The purpose of the US stock fuse system is to avoid a vicious circle and a sharp decline in the market. When the stock market fluctuates violently, investors often have panic, which in turn leads to intensified selling behavior and further market decline. In order to avoid this situation, the exchange introduced the fuse mechanism.

According to the rules of the US stock market fuse system, when the S&P 500 index falls by 7%, the exchange will stop trading for 15 minutes to ease market sentiment. If the decline continues to expand to 13%, the transaction will stop again 15 minutes. If the decline reaches 20%, the transaction will stop for a whole day.

Let's take a look at the history of the US stock market crash.

The first crash of U.S. stocks occurred in June 1987+ 10/9, also known as "Black Monday". At that time, the S&P 500 index plunged 22.6% in one day, setting a record for the largest one-day decline in history. Due to the drastic fluctuation of the market, the exchange decided to close the market on the same day to prevent further decline.

1997, the Asian financial crisis broke out, which triggered violent fluctuations in the international financial market. During this period, US stocks have also experienced many blows. 199710/On October 27th, the S&P 500 index fell by 7.2% and the exchange was suspended for 15 minutes. In the same year1October 28th 10, the S&P 500 index fell again by 6.9%, and the exchange stopped trading again 15 minutes. These two fuses have successfully eased market sentiment.

During the global financial crisis in 2008, the American stock market experienced a series of fuses again. On June 24th, 2008 10, the S&P 500 index fell by 8.8%, and the exchange stopped trading for about one hour.
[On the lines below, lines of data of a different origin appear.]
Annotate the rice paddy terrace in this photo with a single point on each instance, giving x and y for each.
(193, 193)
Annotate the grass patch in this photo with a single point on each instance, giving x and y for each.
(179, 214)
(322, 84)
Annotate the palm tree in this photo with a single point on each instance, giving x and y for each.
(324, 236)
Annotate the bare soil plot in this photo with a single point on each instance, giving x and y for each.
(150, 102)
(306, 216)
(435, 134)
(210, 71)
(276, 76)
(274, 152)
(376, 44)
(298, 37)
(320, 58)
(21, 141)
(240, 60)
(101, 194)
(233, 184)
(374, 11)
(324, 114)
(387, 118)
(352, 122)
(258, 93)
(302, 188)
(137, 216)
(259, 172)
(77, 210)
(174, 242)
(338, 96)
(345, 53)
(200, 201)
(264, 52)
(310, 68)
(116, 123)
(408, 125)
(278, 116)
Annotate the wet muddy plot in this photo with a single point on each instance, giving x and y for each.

In the same year1October 27th 10, the S&P 500 index fell by 8.9% again, and the exchange stopped trading again. These fuse measures have effectively prevented the market from falling further.

On August 24th, 20 15, China stock market plunged, which triggered global stock market turmoil. At that time, the S&P 500 index fell by 5% shortly after the opening, and the exchange immediately announced that it was blown and stopped trading 15 minutes. The fuse did not have the expected effect, and the market sentiment was still very bad. The exchange finally decided to close for the day.
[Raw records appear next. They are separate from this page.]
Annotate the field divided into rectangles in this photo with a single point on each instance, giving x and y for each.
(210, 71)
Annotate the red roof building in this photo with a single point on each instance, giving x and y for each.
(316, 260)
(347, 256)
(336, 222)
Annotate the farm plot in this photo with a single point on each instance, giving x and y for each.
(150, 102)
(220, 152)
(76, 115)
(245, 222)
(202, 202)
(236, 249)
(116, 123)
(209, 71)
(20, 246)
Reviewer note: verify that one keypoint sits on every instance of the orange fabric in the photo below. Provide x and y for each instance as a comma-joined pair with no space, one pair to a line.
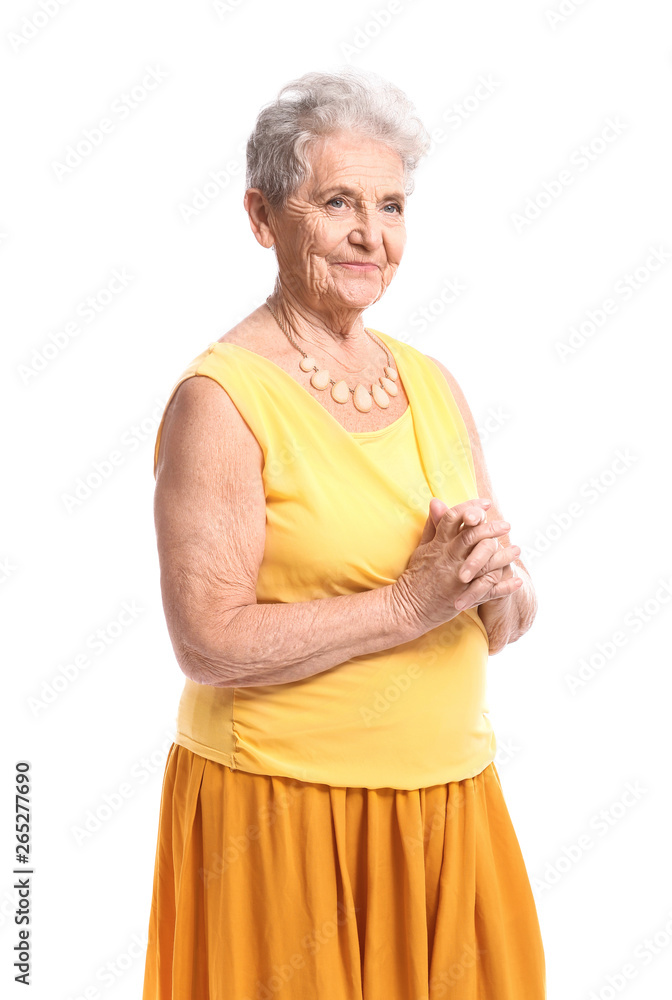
269,888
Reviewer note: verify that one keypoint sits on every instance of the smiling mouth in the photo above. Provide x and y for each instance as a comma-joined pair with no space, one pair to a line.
357,264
The last US stock market crash occurred on March 9, 2020, when the global stock market fell sharply due to the economic uncertainty caused by the COVID-19 epidemic. The S&P 500 index fell by 7% shortly after the opening, and the exchange immediately announced that it was blown and stopped trading 15 minutes. The fuse did not stop the market from falling, and the Standard & Poor's 500 Index finally fell 12%.
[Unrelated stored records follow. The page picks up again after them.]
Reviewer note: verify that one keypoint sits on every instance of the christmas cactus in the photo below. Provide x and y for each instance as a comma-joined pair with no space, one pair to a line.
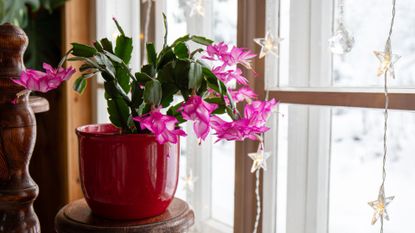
143,102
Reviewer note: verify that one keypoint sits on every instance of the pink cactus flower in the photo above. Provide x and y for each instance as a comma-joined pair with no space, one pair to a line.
216,51
228,75
240,56
43,82
219,52
258,112
162,126
250,126
198,110
242,94
60,73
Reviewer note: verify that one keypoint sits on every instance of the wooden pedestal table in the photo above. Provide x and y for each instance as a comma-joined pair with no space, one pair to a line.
17,137
76,217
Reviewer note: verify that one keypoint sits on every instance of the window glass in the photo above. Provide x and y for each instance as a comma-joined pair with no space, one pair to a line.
356,169
369,21
220,182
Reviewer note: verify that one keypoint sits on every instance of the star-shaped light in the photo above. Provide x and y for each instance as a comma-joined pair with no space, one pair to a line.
387,60
269,44
379,206
196,7
189,181
259,159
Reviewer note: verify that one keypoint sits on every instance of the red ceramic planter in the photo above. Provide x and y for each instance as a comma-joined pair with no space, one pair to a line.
126,176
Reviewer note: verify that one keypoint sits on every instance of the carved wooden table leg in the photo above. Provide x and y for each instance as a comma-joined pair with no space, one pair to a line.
17,138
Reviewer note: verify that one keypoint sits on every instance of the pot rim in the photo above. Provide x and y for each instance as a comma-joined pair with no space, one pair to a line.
114,131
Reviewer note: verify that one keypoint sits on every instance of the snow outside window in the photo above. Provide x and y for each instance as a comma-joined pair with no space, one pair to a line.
326,161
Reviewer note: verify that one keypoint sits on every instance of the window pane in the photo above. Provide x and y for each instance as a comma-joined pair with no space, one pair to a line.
369,22
223,179
319,193
213,196
356,162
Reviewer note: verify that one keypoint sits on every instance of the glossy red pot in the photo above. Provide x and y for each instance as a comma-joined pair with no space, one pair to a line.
126,176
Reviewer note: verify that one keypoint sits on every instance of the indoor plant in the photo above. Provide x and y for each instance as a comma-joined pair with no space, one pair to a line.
129,169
Through these historical records, we can see that the fuse system of US stocks played an important role when the market fluctuated violently. It can alleviate market sentiment, prevent the occurrence of vicious circle, and protect the interests of investors and market stability. The fuse can't solve the fundamental problem, it's just an emergency measure. You still need to be cautious when investing and make wise decisions according to market conditions.